EIV - Proposition 57 - scolie
Il serait trop long d’énumérer ici tous les maux qu’entraîne l’orgueil, puisque les orgueilleux sont sujets à toutes les passions, mais à aucune moins qu’à l’amour et à la pitié. Je dois faire remarquer du moins que celui-là aussi est appelé orgueilleux qui pense des autres moins de bien qu’il ne faut ; et dans ce sens l’orgueil peut être défini : un sentiment de joie né d’une fausse opinion qui fait qu’un homme se croit au-dessus de ses semblables. L’abjection, qui est la passion opposée, se définira alors : un sentiment de tristesse né d’une fausse opinion qui fait qu’un homme se croit au-dessous de ses semblables. Cela posé, on conçoit aisément que l’orgueilleux soit nécessairement envieux (voyez le Scol. de la Propos. 55, part. 3) et haïsse surtout ceux qui sont loués pour leurs grandes vertus ; et on comprend aussi que cette haine ne soit pas aisément étouffée par l’amour et par les bienfaits (voyez le Scol. de la Propos. 41, part. 3), et que les hommes de cette espèce ne se plaisent que dans le commerce de ceux qui flattent l’impuissance de leur âme, et d’un sot font bientôt un insensé.
Quoique l’abjection soit le contraire de l’orgueil, l’homme abject est très voisin de l’orgueilleux.

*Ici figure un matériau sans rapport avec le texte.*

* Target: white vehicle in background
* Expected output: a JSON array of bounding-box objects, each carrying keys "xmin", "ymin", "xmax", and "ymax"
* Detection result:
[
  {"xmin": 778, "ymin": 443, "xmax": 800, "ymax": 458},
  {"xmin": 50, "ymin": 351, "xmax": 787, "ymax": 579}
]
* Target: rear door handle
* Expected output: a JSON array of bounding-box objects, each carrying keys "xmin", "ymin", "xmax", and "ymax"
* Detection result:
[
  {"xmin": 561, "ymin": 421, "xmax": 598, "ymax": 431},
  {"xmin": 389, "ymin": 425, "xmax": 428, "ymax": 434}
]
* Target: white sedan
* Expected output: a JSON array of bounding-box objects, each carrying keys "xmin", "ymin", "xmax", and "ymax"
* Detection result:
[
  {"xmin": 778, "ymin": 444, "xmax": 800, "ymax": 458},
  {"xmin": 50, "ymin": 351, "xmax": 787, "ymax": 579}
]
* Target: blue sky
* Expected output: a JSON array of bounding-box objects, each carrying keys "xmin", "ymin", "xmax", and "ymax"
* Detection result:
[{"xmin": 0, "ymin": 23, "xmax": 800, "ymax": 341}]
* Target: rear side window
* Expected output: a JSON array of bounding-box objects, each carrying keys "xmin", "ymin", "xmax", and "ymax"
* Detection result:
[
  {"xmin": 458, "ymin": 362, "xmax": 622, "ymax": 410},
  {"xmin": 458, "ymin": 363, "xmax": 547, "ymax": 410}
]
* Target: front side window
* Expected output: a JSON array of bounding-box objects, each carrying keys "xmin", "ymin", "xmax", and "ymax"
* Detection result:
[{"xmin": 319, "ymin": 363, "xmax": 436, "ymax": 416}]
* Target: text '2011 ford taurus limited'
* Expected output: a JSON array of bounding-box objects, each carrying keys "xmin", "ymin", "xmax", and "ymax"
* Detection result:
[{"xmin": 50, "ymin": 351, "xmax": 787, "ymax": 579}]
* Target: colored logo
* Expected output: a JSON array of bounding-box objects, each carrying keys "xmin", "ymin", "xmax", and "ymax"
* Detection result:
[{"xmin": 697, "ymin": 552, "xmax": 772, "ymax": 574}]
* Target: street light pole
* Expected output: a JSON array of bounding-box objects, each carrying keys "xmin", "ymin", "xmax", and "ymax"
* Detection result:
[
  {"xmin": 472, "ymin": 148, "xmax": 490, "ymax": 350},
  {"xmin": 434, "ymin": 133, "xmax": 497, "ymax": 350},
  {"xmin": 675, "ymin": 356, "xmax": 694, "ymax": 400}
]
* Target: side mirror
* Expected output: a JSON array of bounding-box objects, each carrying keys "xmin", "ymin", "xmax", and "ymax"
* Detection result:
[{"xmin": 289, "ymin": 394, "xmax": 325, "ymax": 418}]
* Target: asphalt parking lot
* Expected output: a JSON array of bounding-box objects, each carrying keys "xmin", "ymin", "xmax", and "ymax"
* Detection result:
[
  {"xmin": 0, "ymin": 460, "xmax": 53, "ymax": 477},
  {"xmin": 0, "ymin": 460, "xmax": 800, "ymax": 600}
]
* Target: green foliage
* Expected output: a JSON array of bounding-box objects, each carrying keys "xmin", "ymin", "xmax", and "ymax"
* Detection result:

En effet, tandis que le sentiment de son impuissance, comparé à la puissance ou à la vertu d’autrui, lui inspire de la tristesse, cette tristesse est calmée et fait place à la joie aussitôt que son imagination s’attache à considérer les vices d’autrui ; et de là le proverbe : C’est la consolation des malheureux d’avoir des compagnons de leur malheur. Au contraire, l’homme livré à l’abjection sera saisi d’une tristesse d’autant plus grande qu’il se croira plus au dessous des autres ; d’où il arrive qu’il n’y a pas d’hommes plus portés à l’envie que ceux dont je parle et plus empressés d’observer les actions des hommes, pour les censurer plutôt que pour les corriger ; enfin ils ne louent que l’abjection et s’en font honneur, de manière pourtant à ne jamais quitter leur personnage. Toutes ces conséquences découlent de la nature de cette passion avec autant de nécessité qu’il résulte de la nature d’un triangle que ses trois angles égalent deux droits ; mais j’ai déjà averti qu’en donnant aux passions de ce genre le nom de mauvaises passions, je n’avais égard qu’à l’utilité des hommes. Les lois de la nature, en effet, enveloppent l’ordre entier de la nature dont l’homme fait partie ; et j’ai voulu noter cela en passant, afin que personne ne pense que je m’amuse ici à raconter les vices des hommes et leurs folies, au lieu d’exposer la nature et les propriétés dos choses. Car, comme je l’ai dit dans la préface de la troisième partie, je considère les passions humaines et leurs propriétés du même oeil que toutes les choses naturelles. Et certes les passions humaines marquent l’art et la puissance de la nature, sinon celle de l’homme, non moins que beaucoup d’autres choses que nous admirons et dont la contemplation nous enchante. Mais je continue d’expliquer ce qu’il y a dans les passions d’utile et de nuisible aux hommes.